Siempre sorprende la violencia de alto voltaje de algún núcleo elitista porque resulta difícil saber si ello es una reacción social esporádica y marginal o más bien refleja una tendencia instalada en un sector amplio de la población.

Cuando este tipo de hechos se reitera permite pensar que la segunda hipótesis es la correcta. El ataque a la figura presidencial ocurrido este miércoles en la localidad patagónica de Villa Trafull, es el segundo en este año.

En efecto, a mitad de agosto un grupo de manifestantes había insultado a Mauricio Macri durante un acto celebrado en un barrio periférico de Mar del Plata y apedreado su automóvil cuando se retiraba del lugar.

Por lo visto se trata del modus operandi de algún grupo políticamente opositor al presidente, pero que en lugar de disentir en democracia utiliza la fuerza y la prepotencia por fuera de la ley.

La Argentina es un país en el que este tipo de irrupciones se ha hecho norma en el ámbito público. El país por momentos parece dominado  por la morbosa presencia de sujetos que, en trance emocional, quieren imponer su lenguaje incontrovertible.

Se diría que son los “energúmenos de siempre” los que están detrás de estos actos de desmesura. El ecosistema público argentino acaso favorezca la proliferación de los exaltados, de los extremistas fanáticos, a los que les gusta la violencia.
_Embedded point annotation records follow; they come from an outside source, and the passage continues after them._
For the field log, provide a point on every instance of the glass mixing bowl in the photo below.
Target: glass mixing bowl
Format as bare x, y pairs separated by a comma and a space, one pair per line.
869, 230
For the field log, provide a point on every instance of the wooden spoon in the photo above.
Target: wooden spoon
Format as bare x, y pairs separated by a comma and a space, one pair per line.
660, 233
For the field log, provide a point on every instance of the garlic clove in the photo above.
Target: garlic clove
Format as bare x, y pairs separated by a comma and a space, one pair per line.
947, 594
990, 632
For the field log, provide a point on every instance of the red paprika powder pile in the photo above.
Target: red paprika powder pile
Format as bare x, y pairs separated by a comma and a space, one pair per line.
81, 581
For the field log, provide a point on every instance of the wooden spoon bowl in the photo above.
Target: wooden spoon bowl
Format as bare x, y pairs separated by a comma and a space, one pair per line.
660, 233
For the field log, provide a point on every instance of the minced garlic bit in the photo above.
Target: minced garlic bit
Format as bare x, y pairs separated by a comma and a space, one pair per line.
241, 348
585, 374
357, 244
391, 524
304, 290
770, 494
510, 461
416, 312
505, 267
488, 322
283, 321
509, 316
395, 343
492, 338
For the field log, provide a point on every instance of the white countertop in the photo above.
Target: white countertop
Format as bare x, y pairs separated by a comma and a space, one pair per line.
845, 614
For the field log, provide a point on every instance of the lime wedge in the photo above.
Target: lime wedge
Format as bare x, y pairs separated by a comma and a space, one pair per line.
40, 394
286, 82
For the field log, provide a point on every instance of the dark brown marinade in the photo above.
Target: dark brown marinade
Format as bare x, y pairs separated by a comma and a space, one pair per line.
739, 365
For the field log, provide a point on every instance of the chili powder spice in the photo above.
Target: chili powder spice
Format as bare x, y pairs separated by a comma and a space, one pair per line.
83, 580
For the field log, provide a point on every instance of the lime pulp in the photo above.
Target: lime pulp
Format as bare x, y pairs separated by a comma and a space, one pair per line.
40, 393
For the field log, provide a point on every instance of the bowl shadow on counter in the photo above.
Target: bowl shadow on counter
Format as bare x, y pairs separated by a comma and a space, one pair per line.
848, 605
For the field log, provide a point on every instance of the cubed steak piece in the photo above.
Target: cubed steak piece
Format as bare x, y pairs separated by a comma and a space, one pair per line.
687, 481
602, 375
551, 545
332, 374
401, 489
Ahora bien la furia energuménica crece en ambientes ideológicos sectarios, donde todos sienten que “tienen razón”, y donde el que piensa distinto es visto como una raza maldita e irredimible.

La democracia, cuya base es la tramitación del disenso, está en las antípodas de este tipo de extremismo exaltado, al que no le interesa escuchar al otro.
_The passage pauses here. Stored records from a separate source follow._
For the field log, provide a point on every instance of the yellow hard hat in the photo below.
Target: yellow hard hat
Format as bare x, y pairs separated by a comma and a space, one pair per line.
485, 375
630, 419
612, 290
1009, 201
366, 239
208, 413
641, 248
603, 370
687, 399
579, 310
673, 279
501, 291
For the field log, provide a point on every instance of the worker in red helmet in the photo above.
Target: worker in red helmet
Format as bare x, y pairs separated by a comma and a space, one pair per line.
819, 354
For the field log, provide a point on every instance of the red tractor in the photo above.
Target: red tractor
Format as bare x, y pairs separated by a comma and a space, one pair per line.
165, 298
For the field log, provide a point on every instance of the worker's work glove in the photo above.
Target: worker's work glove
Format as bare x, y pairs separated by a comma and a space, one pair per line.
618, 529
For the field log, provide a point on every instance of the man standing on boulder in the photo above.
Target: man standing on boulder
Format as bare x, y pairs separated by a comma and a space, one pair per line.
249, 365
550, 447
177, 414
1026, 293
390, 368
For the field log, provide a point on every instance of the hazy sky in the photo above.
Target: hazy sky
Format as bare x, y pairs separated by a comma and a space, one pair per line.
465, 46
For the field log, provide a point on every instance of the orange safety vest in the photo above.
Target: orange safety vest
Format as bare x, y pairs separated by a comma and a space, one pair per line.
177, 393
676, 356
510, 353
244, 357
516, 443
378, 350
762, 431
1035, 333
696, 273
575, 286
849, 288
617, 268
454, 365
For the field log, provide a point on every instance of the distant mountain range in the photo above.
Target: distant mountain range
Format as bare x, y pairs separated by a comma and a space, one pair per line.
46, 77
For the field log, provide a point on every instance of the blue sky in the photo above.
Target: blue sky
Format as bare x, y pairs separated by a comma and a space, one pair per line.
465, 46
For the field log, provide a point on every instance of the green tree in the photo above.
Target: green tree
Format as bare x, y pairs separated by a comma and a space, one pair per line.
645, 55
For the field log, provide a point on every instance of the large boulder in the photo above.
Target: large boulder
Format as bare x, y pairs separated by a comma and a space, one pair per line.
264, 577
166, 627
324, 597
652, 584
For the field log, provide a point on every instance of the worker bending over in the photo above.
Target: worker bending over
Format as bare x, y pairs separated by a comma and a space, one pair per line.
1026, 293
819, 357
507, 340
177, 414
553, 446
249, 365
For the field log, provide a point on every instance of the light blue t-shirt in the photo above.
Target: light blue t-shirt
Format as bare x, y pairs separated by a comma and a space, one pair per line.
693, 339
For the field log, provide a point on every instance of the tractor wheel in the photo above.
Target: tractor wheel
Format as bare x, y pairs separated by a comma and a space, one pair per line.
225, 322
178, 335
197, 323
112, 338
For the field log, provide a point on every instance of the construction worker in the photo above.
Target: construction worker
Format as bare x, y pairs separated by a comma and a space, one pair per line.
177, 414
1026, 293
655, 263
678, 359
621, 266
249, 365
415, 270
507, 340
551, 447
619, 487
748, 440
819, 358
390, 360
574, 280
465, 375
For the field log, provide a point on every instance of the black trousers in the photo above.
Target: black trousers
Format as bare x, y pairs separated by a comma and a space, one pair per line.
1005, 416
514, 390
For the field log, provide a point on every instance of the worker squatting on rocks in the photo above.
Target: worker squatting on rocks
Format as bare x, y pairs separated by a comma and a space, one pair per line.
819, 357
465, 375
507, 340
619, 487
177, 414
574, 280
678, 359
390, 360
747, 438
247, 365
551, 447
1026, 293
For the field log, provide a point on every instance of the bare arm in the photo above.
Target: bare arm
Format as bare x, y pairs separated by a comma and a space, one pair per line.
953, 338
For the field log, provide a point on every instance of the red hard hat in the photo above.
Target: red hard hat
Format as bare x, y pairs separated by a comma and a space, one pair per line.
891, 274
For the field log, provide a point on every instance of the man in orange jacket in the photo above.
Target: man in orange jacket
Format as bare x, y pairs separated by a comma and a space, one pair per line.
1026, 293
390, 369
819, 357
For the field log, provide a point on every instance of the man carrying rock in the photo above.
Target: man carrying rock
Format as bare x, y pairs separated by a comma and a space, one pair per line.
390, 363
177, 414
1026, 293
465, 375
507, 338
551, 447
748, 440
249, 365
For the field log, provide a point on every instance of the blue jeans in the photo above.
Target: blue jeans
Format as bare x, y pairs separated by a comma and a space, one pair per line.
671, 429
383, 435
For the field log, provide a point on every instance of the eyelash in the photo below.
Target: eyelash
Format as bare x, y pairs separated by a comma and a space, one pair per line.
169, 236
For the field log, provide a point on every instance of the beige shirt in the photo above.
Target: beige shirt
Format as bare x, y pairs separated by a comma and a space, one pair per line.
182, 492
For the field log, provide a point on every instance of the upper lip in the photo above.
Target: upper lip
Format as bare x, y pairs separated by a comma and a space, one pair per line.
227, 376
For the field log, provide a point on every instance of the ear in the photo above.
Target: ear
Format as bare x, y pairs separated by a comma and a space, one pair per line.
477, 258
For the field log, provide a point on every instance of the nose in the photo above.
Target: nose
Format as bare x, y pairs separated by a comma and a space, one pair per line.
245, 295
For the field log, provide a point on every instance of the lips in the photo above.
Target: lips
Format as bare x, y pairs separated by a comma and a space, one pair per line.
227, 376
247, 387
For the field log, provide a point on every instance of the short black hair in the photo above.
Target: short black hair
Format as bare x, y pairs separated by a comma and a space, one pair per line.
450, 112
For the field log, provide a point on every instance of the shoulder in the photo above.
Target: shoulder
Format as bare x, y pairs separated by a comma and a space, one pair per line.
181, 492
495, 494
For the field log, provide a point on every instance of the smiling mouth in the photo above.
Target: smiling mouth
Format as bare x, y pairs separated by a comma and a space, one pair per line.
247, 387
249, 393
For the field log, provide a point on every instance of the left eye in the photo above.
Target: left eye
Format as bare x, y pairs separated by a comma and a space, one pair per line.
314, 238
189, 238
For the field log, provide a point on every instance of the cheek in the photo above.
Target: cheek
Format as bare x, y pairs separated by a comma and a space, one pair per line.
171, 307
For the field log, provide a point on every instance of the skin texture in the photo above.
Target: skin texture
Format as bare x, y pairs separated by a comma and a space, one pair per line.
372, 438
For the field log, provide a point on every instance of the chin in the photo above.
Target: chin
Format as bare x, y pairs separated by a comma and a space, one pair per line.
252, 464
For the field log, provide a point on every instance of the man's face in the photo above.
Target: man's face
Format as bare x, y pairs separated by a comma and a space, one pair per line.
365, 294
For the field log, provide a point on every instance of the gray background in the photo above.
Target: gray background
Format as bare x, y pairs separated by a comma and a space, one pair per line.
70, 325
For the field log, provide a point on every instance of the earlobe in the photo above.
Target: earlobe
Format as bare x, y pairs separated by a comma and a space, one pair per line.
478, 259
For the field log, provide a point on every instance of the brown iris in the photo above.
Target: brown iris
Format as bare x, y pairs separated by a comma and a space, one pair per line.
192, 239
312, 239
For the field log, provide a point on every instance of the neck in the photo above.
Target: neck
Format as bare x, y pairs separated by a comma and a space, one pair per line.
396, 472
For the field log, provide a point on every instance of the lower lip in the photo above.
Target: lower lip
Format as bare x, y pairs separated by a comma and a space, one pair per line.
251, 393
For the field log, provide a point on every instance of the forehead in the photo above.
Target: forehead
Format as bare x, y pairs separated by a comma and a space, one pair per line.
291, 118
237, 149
La Argentina, desgraciadamente, no es un lugar donde se haya honrado la tolerancia de ideas. Pensar distinto es un delito en un país cuya matriz política abreva en tradiciones fascistoides, tanto de derecha como de izquierda.

Esta peculiaridad nacional fue advertida con agudeza en los ‘80 por la periodista italiana Oriana Fallaci, quien llegó a decir que “los argentinos tienen un enano fascista adentro”.

Una reformulación de este concepto la ha hecho entre nosotros el historiador Luis Alberto Romero, quien ha acuñado la expresión “enano unanimista”, para describir un tipo humano argentino faccioso y fanático, como tal proclive a querer imponerle por la fuerza al otro su modo de pensar.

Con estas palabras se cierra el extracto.